There was no voting in the roughly 60 percent of the country outside government control, including large areas of second city Aleppo.
Polling was held in the heart of third city Homs, in ruins after rebel forces pulled out last month following a destructive two-year siege.
At least 162,000 people have been killed in Syria since an uprising against Assad's rule erupted in March 2011, and nearly half the population have fled their homes.
None of the voters questioned by Agence France Presse said they had voted for Assad's opponents.
Nadia Hazim said she would "vote for the president -- of course."
Hind al-Homsi, 46, said she had sliced her finger and left a bloody fingerprint on the circle underneath Assad's name.
"I want to vote in blood for the president. He is the best," she said.
In the central city of Homs, security forces deployed in strength a day after a truck bomb killed 10 people in the nearby countryside.
The government said more than 15 million Syrians were eligible to take part in the election, on top of the 200,000 who voted abroad last week.
Assad allies Iran, North Korea and Russia sent observers to monitor the election, but the opposition and NATO have both dubbed it a "farce."
The vote "does not fulfill international standards for free, fair and transparent elections and I am sure no (NATO) ally will recognize the outcome of these so-called elections," said the head of the military alliance, Anders Fogh Rasmussen.
The Syrian Observatory for Human Rights meanwhile said security forces across the country "forced people to close their shops and to hang pictures of Assad on the shop windows."
Observatory director Rami Abdel Rahman added: "Fear of the regime, and specifically the threat of detention for non-voters, is pushing people to vote."
Despite the vote, there was not let-up in army attacks on rebel areas, with air raids pounding the towns of Daraya southwest of Damascus and Douma to its northeast, and fighting flaring east of the capital, activists said.
The United Nations has warned the election will only complicate efforts to relaunch peace talks after two rounds of abortive negotiations in Switzerland this year.
The exiled opposition has made Assad's departure from power a precondition for any settlement and his re-election for a new seven-year term is likely to scupper any hope of getting them back to the negotiating table any time soon.
"Dictators are not elected, they hold power by force and fear -- the only motivations that Syrians have to show up for this charade," opposition chief Ahmed Jarba wrote in the Washington Post.
Casting his ballot in Damascus, Foreign Minister Walid Muallem said however that "a political solution to the Syrian crisis begins today."
Waddah Abed Rabbo, chief editor of pro-Assad newspaper al-Watan, has also argued the vote could facilitate a resumption of talks.
"In Geneva, the opposition made its rejection of Assad running in the presidential election a priority.
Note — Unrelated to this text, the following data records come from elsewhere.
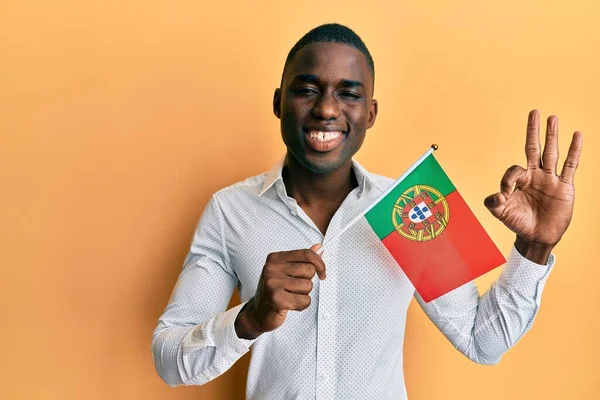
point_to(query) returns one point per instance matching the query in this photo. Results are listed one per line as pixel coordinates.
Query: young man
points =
(332, 327)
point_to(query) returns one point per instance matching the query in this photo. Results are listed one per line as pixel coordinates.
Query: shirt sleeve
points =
(195, 339)
(484, 328)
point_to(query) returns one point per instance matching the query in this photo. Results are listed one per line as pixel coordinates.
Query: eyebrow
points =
(309, 78)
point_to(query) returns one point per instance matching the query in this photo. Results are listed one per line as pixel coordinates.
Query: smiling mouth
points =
(324, 141)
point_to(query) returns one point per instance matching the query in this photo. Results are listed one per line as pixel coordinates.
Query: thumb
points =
(316, 247)
(495, 204)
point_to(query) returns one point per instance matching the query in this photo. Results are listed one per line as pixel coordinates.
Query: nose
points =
(326, 107)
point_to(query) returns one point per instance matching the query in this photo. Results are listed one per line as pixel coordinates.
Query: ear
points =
(372, 113)
(277, 103)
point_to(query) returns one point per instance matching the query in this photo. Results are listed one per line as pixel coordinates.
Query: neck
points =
(309, 188)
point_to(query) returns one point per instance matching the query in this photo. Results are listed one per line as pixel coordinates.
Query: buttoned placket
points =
(325, 295)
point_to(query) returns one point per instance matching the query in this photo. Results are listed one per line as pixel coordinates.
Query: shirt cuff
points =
(224, 334)
(525, 275)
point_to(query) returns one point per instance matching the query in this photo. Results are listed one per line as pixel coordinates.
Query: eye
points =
(306, 91)
(351, 95)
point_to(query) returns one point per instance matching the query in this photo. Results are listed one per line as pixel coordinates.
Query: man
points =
(332, 327)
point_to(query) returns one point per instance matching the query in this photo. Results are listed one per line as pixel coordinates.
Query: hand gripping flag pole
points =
(433, 148)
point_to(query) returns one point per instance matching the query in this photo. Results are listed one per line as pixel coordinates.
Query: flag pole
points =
(433, 148)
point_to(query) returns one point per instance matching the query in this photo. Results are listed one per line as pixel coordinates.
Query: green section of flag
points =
(429, 173)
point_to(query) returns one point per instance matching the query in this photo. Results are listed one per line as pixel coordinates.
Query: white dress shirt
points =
(348, 343)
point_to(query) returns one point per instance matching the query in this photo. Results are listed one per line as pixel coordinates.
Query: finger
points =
(300, 270)
(495, 203)
(511, 178)
(317, 249)
(572, 160)
(532, 143)
(550, 156)
(305, 255)
(298, 285)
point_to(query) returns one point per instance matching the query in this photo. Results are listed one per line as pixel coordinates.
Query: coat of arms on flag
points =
(420, 213)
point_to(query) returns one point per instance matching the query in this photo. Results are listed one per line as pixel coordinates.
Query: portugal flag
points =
(431, 232)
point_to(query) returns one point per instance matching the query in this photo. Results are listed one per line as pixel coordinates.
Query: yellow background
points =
(118, 120)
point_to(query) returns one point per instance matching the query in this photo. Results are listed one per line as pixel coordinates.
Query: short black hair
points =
(331, 33)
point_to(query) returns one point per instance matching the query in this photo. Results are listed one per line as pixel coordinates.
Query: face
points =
(325, 105)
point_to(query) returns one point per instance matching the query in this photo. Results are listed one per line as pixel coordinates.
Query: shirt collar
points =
(363, 176)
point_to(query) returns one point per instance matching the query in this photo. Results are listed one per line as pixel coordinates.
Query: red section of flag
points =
(461, 253)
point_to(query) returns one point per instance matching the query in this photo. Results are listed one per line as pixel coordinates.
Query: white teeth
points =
(324, 136)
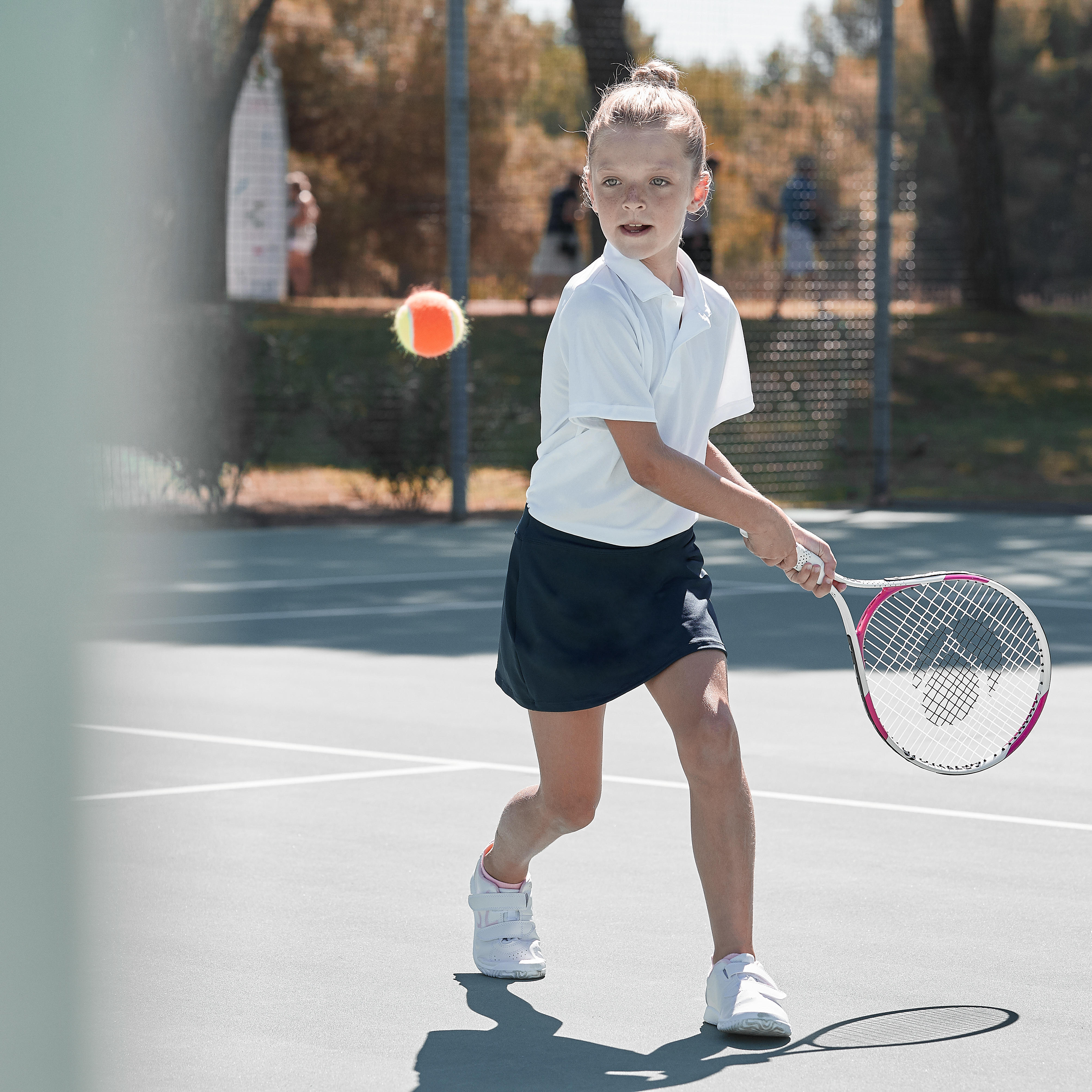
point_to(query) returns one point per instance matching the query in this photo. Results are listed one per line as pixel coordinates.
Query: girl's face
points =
(642, 187)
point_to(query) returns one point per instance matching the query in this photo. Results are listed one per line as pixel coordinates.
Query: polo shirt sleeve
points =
(734, 398)
(605, 359)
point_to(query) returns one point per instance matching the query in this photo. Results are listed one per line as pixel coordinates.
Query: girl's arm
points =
(717, 462)
(718, 490)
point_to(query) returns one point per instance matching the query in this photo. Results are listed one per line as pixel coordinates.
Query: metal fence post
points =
(882, 325)
(457, 103)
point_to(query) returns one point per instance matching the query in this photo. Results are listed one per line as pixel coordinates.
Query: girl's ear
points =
(702, 190)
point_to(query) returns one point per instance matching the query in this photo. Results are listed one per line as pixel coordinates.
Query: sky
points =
(710, 30)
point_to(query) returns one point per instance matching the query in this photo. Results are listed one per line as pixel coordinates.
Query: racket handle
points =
(804, 556)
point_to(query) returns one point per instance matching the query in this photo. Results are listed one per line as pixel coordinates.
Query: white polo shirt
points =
(616, 351)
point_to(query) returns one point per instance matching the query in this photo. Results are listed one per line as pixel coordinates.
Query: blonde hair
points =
(651, 97)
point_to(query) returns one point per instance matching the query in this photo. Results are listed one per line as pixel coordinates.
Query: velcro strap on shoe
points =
(500, 901)
(505, 930)
(767, 986)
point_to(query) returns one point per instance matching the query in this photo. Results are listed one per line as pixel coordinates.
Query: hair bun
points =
(657, 72)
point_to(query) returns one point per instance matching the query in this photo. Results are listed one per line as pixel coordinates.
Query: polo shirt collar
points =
(646, 285)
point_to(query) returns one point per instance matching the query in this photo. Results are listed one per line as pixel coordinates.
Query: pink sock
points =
(493, 879)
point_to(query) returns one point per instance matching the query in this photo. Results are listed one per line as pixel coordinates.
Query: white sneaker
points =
(506, 943)
(740, 997)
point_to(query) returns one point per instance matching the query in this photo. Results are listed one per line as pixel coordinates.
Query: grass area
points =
(985, 408)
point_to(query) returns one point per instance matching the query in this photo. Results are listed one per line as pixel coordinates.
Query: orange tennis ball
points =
(430, 324)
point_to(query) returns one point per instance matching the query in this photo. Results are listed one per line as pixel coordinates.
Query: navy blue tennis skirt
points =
(586, 622)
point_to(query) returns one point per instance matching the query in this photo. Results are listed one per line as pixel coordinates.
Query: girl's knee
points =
(710, 749)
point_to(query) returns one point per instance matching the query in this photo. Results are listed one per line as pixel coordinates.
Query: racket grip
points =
(804, 556)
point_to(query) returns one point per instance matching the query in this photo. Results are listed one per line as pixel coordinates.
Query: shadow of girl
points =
(525, 1053)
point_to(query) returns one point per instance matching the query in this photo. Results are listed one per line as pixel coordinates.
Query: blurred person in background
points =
(558, 257)
(303, 232)
(698, 232)
(796, 226)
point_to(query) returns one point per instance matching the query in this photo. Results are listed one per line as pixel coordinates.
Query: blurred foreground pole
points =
(459, 241)
(55, 76)
(882, 325)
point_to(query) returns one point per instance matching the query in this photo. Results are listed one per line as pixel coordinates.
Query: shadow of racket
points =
(899, 1028)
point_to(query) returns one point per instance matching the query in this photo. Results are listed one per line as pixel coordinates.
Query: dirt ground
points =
(294, 488)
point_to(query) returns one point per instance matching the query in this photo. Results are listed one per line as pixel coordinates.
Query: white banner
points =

Assad was a red line that blocked everything," he said.
"Now that he will be voted back in by a majority, there will be no objection by the authorities to discuss other issues."
Noah Bonsey of the International Crisis Group said the election was part of a broader government effort to portray Assad's eventual victory as inevitable but that it was likely only to prolong an increasingly bloody war.
"The regime can only gain ground after reducing it to rubble, and can only hold it in so far as it remains empty of its original inhabitants," said Bonsey.
"This was the regime's approach before the election and it remains so after it. It leads to continued war, not victory."